O kirchnerismo não conseguiu criar uma alternativa própria para a sucessão de Cristina. Então, a presidente resolveu apostar em Scioli.

Outro peronista correu por fora, Sergio Massa, e obteve 5 milhões de votos no primeiro turno, dificultando o caminho de Scioli ao posicionar-se contra o kirchnerismo.

Massa já compete com outros peronistas críticos para liderar a reorganização do movimento. Dentre eles, os governadores José Manuel De La Sota (Córdoba) e Juan Manuel Urtubey (Salta).

Para o analista Pablo Stefanoni, o "racha" atual do peronismo ocorreu porque o kirchnernismo quis se aproximar do movimento setentista, identificado com a esquerda guerrilheira da época um pouco anterior à última ditadura militar (1976-83).

"Vai haver uma reorganização do peronismo, como houve em 1983, quando a União Cívica Radical venceu a eleição.

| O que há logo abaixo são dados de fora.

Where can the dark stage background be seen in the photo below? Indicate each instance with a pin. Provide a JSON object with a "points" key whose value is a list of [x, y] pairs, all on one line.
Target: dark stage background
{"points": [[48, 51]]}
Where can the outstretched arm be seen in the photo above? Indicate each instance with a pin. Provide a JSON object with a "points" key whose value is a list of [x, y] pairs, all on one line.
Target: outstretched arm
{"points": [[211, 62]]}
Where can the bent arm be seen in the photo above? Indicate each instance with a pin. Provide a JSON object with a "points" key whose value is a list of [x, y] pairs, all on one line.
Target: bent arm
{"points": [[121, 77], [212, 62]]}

Naquela época, optou-se por 'social-democratizar' o partido. Agora, o mais provável é que essa reorganização seja comandada pela ala mais à direita do partido."

"Há uma animosidade entre os dois peronismos como em 1970. Não creio que ocorra uma violência, mas o ambiente é parecido", acrescenta Luiz Alberto Romero.

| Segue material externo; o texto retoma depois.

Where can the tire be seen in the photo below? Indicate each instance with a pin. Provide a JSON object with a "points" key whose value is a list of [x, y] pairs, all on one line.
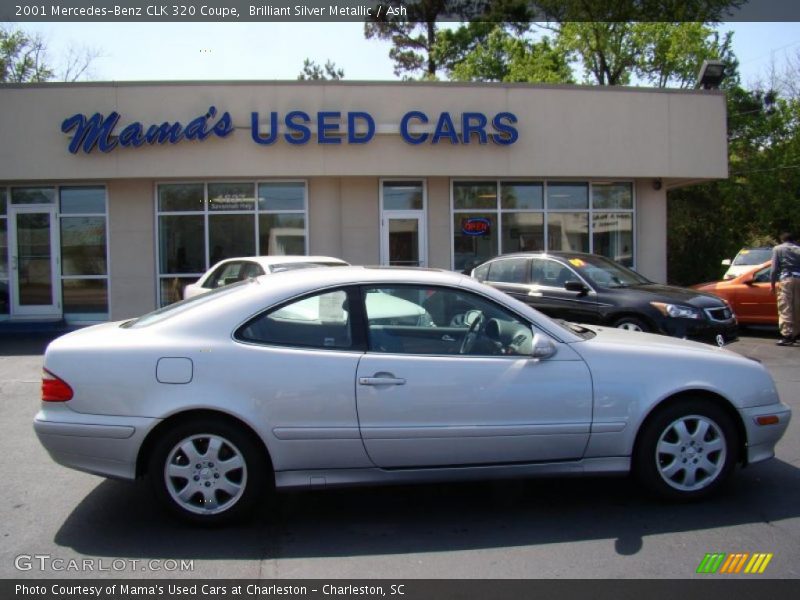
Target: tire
{"points": [[687, 450], [208, 471], [632, 324]]}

Ele fez referência ao Massacre de Ezeiza, quando correntes peronistas se enfrentaram na chegada de Perón do exílio, em 1973. O confronto deixou 13 mortos.

Romero avalia que esse novo rumo do peronismo será definido pelos 11 governadores peronistas que foram eleitos. Depois do primeiro turno, muitos mantiveram seu apoio a Daniel Scioli.

Na campanha do segundo turno, porém, alguns deles se reuniram paralelamente com Macri e o receberam nas visitas do candidato opositor a seus feudos eleitorais.

Para o peronista Júlio Bárbaro, o peronismo ficou preso às províncias mais pobres do país. "Se Macri vencer, o peronismo terá chances de se reorganizar. Com Scioli, ficará atado à sua pior versão, do atraso e do retrocesso".

METAMORFOSE

Para o historiador Federico Finchelstein, é preciso esperar o resultado deste domingo para determinar como o peronismo se reorganizará.

"Quando o peronismo é governo, pretende ser o dono da palavra e dos desejos do país. Tende a considerar a oposição ilegítima por representar interesses externos. Já quando está na oposição, o governo é quem passa a não representar os interesses do país."

Sobre se uma possível derrota de Scioli causará um enxugamento do peronismo como um todo, Stefanoni responde com uma frase de Perón: "Os peronistas são como os gatos, quando parece que estamos brigando, é porque estamos nos reproduzindo."